A new acquisition from the ALLM’s backyard

My phone rang during a day off from work this summer.  Something turned up during a road excavation on campus, just a few minutes’ walk from the museum, and they wanted me to take a look at it.  Now it’s part of our collection.  Here’s what happened:

Believe it or not, this isn’t our first rodeo with Civil War ordnance.  Years ago, when I was still an undergrad at LMU, a water line project uncovered a whole cache of explosive shells right across from the museum’s parking lot.  Some of them got drilled, disarmed, and added to our collection; an EOD team from Ft.
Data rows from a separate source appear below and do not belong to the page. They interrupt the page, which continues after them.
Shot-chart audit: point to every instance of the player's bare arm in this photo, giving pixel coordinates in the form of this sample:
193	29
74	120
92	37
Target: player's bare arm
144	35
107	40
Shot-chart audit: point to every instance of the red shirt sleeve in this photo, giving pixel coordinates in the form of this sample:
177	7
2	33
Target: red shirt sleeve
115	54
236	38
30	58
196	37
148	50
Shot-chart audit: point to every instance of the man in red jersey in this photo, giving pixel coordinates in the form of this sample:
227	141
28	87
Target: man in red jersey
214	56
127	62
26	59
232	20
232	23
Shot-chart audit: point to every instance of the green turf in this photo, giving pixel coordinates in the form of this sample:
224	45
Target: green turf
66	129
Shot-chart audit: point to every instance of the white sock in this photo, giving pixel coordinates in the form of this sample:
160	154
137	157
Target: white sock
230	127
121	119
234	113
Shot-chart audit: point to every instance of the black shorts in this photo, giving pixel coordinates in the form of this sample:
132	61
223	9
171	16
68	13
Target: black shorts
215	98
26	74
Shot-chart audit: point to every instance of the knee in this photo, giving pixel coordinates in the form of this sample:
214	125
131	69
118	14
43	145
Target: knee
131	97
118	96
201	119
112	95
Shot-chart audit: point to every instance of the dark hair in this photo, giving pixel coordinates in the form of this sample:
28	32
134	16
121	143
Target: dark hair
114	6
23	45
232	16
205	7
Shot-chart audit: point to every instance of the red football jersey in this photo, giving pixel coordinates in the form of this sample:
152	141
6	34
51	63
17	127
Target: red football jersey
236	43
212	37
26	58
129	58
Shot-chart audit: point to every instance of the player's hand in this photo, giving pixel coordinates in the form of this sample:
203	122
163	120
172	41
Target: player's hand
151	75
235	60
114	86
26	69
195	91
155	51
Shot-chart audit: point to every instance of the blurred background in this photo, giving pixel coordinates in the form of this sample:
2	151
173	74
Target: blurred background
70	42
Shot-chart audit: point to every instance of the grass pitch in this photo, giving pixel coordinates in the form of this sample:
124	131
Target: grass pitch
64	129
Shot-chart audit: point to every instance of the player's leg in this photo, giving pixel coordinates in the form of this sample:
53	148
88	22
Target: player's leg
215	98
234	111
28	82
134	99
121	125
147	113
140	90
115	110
Campbell detonated the rest in a vacant field at the rear of campus.

It’s not surprising that Civil War artifacts turn up at LMU from time to time.  We’re just a stone’s throw from Cumberland Gap, a critical invasion route that changed hands four times.  In fact, the contest for this strategic region is why we have a college named for Lincoln in East Tennessee—and one of the best private Lincoln/CivilWar collections anywhere.  Right now we’re planning an exhibit on LMU’s origins and early history, where we’ll have the mortar round on permanent display.

Oh, and if you happen to run across any Civil War artillery rounds in the wild, let the experts handle it.  This stuff is lethal.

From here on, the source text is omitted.